The government has “inexcusably failed to provide substantive responses and/or produce any documents whatsoever,” gun manufacturer Glock said in a June 20 motion asking the Court of International Trade to compel the U.S. to produce the information the importer sought in its first round of discovery (Glock v. U.S., CIT # 23-00046).

It also asked the trade court to strike all the government’s objections, claiming that the U.S. had admitted each of Glock’s requests submitted in its first set of requests for admission “for failure to provide sufficient answers” and the importer’s first interrogatories by not responding in time.

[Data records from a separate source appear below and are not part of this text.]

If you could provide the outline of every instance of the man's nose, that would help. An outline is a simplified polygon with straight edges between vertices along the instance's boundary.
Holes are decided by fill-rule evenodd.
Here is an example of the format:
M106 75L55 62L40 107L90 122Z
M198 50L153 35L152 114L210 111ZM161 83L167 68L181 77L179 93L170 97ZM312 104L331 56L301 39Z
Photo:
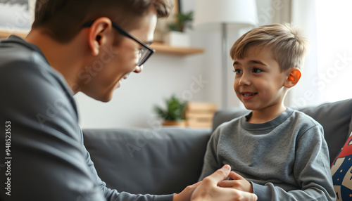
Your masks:
M141 72L143 70L143 65L140 65L140 66L136 66L136 68L134 68L134 70L133 71L133 72L135 72L135 73L139 73Z

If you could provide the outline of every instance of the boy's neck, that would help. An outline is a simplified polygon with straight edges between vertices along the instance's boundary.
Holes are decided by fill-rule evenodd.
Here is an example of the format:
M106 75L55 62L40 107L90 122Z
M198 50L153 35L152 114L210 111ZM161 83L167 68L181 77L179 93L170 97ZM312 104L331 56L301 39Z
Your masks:
M270 122L286 111L287 108L284 104L272 105L263 110L252 111L252 115L248 120L251 124L263 124Z

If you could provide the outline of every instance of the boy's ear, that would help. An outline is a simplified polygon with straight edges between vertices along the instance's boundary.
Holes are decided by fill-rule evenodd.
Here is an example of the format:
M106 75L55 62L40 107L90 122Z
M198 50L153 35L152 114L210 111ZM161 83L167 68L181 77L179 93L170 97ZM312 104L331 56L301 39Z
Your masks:
M97 56L101 46L109 41L111 30L111 20L109 18L102 17L94 20L88 35L88 44L93 56Z
M301 78L301 70L297 67L294 67L289 70L289 76L284 84L286 88L291 88L298 82Z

Accusing the government of “stonewalling” discovery “in par with its pre-litigation practices,” Glock said the U.S.’s responses “are littered with boilerplate, baseless and improper objections, replete with evasive commentary, fail to provide substantive information, and [are] devoid of any document production whatsoever.”

It noted that the government had missed its deadline to answer Glock’s interrogatories, for which Glock granted an extension under the condition that the U.S. not object to any of them. But it later did, the importer pointed out.

The government also objected to all of Glock’s requests for admission except one, arguing that each was “improper, as it is a pure legal conclusion or legal issue” and “does not involve the application of the law to fact or facts,” the importer said. But, legally, admission requests may be made for “facts, the application of the law to the facts, or opinions about either,” it said.

Regarding admissions requests, the government also “shockingly” claimed that the admission requests were improper because they didn’t “specifically reference information contained in a document or deposition that took place in discovery,” it said. It said the U.S. “has provided no legal authority for this novel position.”

“Defendant’s frivolous objections and deficient responses to the RFAs reflect its complete disdain for Glock’s entitlement to discovery and frustrates a critical purpose and proper use of Requests for Admissions,” it said.

The government also responded to “numerous” requests for production by saying that the information sought was available to Glock or the public, which was only an assumption, Glock said. Even if that was true, that didn’t mean the U.S. was exempted from providing the information itself, it said.

The US. objected to “numerous” other requests because it claimed they weren’t relevant, though they clearly were, Glock said. And, in response to still others, it said it was still looking for responsive documents without providing a timeline, the importer said. It also wrongly contested several asking for email communications from eight CBP personnel for lack of proportionality to the needs of the case, it said.

Glock’s overall case claims that CBP failed to deduct the gun manufacturer’s royalty payments from its imports’ value calculation when liquidating a 2021 entry of pistol parts (see 2401170041).

“Despite the simplicity of the issues and Glock’s long term open book and collegial engagement with CBP for well over six years, Defendant remains insistent on making this matter as time consuming, burdensome, and difficult as possible,” it said.